And there are bookshelves all over the place filled with all kinds of books. Some old, some new, and a lot of notebooks. The titles are in several different languages, among them Latin, and from what Dean can tell most are either religious or tacky pseudo-science. As he flips through a few of them, Sam waves at him. He's standing further into the back, where the red light bulbs are.

"Check this out," he says and points his flashlight to a couple of black and white photographs hanging from the ceiling.

The pictures show the victims before they died: the fat guy still eating, him being fed by the demon, the lawyer cutting himself and bleeding out onto the carpet and more of the demon that had been bound to the bed.

"I know, I've said this before, but that's one sick motherfucker. Even for a demon."

Instead of an answer, all he gets from Sam is an expression that's part scornful, part worried, part is-my-big-brother-really-that-stupid. Sam's stopped losing his professional distance to this case when they found the first note with Dean's name on it, and it's not like that fact has escaped Dean's attention. He just prefers to see it differently. The moment he admits this is real, this is happening, this is somehow aimed at him now, he's going to loose his grip and freak the fuck out.

And anyway, this last note didn't carry quite as much weight. "How long" is an easy enough question, and there’s not quite as much room for interpretation; he's still not looking forward to the next time he can't help but fall asleep, but how long his stint in hell lasted, how much time he spent on the rack and in front of it? Those are clear facts. Not much additional fodder for his fucked-up brain to throw at him at night.

So he rolls his eyes at Sam, handing out a scornful look of his own to inform Sam that he's taking all this way too serious and reaches out for one of the notebooks. "Do you think it wrote that?"

"Only one way to find out," says Sam and follows Dean's example, grabs a notebook himself.

The handwriting is scrawly and small, words pressed together to get as many of them onto a page as possible. It's hard to decipher at first, but when Dean finally manages to make sense of the scribblings, he almost drops the notebook like it just caught fire.

>   
>    
>  _bodies, an ocean of bodies, each of them screaming, none of them undamaged, blood like a river, everything burns, voices and eyes and hands, someone's always grabbing at you or cutting you or pulling you apart, make it stop, Lord, why am I here, I don't belong, PLEASE PLEASE, his face, eyes red and white and glowing and he's snarling, never hurting me but always watching, always, they say he's the one who decides it all, who cuts whom and when and how and he saves his efforts for the special ones, the chosen ones, those who matter but I don't, Lord, all I ever did was strive for your heaven_

Hell.

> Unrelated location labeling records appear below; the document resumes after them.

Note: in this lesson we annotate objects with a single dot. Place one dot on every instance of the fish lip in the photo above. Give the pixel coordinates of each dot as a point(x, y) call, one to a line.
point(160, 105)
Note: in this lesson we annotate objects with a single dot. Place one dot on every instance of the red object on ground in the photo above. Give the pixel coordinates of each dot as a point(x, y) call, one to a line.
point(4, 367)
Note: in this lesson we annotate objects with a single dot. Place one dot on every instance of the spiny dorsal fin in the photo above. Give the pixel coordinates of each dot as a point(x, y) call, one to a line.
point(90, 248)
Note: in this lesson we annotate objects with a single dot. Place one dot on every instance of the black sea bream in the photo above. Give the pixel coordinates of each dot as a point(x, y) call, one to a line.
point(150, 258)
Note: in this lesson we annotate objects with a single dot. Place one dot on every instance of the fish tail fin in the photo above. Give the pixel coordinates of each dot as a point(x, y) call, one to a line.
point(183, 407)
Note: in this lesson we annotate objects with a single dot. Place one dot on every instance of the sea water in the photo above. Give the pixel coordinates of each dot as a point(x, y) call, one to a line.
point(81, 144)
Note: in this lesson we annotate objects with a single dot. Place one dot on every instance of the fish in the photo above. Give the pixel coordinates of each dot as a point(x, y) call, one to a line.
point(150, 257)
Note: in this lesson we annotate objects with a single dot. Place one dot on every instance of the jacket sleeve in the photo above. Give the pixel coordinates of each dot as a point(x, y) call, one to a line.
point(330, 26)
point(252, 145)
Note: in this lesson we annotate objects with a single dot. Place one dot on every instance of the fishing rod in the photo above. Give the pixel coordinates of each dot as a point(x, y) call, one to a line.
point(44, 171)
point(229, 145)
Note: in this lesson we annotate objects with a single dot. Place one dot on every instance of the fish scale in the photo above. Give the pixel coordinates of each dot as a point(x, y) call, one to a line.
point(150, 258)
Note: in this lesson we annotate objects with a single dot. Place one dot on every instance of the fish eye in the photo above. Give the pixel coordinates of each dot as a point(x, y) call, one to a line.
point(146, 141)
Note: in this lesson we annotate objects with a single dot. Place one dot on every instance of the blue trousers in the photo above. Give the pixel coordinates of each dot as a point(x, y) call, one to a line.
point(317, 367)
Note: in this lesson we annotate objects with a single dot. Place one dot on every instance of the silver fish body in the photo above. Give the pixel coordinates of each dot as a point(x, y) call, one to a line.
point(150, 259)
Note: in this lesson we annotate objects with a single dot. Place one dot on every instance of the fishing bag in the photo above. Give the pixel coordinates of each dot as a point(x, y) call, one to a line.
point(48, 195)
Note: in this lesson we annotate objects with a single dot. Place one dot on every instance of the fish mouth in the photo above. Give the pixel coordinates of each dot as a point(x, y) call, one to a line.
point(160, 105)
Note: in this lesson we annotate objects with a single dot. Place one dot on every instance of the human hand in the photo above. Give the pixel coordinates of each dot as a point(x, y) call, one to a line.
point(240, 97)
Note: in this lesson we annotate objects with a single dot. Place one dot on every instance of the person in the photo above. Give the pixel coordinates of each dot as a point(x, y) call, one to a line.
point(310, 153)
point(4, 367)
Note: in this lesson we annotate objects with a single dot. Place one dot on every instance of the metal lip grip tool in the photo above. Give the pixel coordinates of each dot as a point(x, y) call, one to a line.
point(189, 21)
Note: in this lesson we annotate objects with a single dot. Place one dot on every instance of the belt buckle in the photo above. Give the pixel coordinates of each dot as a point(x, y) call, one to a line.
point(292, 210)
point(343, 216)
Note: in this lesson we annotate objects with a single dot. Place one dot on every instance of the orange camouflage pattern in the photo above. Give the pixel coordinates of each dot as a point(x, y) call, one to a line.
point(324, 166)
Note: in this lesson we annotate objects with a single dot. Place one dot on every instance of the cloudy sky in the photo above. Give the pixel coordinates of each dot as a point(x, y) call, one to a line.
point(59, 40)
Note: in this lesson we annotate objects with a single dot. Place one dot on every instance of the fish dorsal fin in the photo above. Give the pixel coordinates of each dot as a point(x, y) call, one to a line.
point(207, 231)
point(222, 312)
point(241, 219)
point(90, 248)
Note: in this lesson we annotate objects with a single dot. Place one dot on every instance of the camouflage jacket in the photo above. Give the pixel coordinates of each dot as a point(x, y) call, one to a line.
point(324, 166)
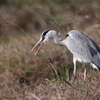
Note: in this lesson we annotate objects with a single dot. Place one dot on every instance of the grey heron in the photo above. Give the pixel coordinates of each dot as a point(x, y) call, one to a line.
point(80, 45)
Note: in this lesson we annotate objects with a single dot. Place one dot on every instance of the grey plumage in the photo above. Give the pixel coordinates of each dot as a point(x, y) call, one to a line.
point(80, 45)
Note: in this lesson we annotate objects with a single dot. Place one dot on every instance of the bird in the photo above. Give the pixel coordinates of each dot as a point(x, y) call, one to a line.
point(83, 48)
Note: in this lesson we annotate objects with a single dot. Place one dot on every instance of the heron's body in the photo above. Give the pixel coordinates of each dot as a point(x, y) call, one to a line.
point(81, 46)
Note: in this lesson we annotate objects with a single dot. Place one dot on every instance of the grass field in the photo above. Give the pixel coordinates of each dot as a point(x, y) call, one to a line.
point(47, 76)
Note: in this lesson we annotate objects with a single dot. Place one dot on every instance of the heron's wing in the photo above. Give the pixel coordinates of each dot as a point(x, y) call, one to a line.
point(82, 46)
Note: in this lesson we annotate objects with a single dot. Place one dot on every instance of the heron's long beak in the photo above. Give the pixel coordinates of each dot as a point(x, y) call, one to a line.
point(40, 43)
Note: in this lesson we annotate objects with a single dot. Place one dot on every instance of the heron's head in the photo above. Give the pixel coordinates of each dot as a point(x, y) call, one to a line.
point(45, 36)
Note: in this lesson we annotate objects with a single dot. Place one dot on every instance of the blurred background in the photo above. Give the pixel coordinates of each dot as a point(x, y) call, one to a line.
point(21, 73)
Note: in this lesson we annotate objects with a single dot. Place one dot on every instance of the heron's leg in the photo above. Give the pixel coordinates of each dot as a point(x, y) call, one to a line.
point(84, 71)
point(74, 72)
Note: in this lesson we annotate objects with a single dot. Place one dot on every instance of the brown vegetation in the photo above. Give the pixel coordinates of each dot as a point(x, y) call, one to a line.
point(48, 75)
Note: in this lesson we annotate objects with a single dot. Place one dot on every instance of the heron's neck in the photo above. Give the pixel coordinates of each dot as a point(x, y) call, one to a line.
point(60, 42)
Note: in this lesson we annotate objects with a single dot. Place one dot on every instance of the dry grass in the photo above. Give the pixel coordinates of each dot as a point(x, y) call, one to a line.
point(48, 75)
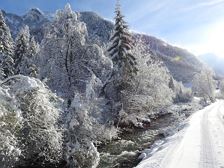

Alastair. Dean knows what that thing's talking about, has his own Technicolor, surround-sound memories to match these descriptions. Minus the praying. He closes his eyes, counts to ten in his mind and focuses on not letting his breathing speed up, or Sam will notice -

"Woah, what the fuck is that shit?" Sam snaps his notebook shut emphatically and shudders.

Dean tries for a non-committal shrug. "Dunno, demon dream diary?"

"Just dreams, huh? Kinda like yours?"

Before Dean can think of a comeback, they're interrupted by a knock on the door, followed by a tentative "Hey man, everything alright in there?"

Getting out of here isn't an option, and ignorance is a bit of a risky course of action if someone saw them entering. Dean points to his jacket pocket where they both keep their badges and glances questioningly at Sam, who nods and starts towards the door.

"Everything's fine, please stay back." Sam opens the door and flashes that reassuring, calming smile of his at the beer-bellied guy in a wife-beater standing in front of it, waves his badge. "Search of premises on the basis of exigent circumstances. Who are you?"

Claiming everything's a-okay and then referring to exigent circumstances is a contradiction, but the guy's too perplexed to notice. "Uh, this is my building. Any trouble here?"

"Not here, the tenant of this apartment is a suspect. Is there anything you can tell us about him?"

"Not really, dude keeps to himself. But as long as they pay the rent on time and nothing smells funny, I don't ask too many questions, you know?"

Sam nods. "In that case, sir, I have to ask you to leave so we can continue our search."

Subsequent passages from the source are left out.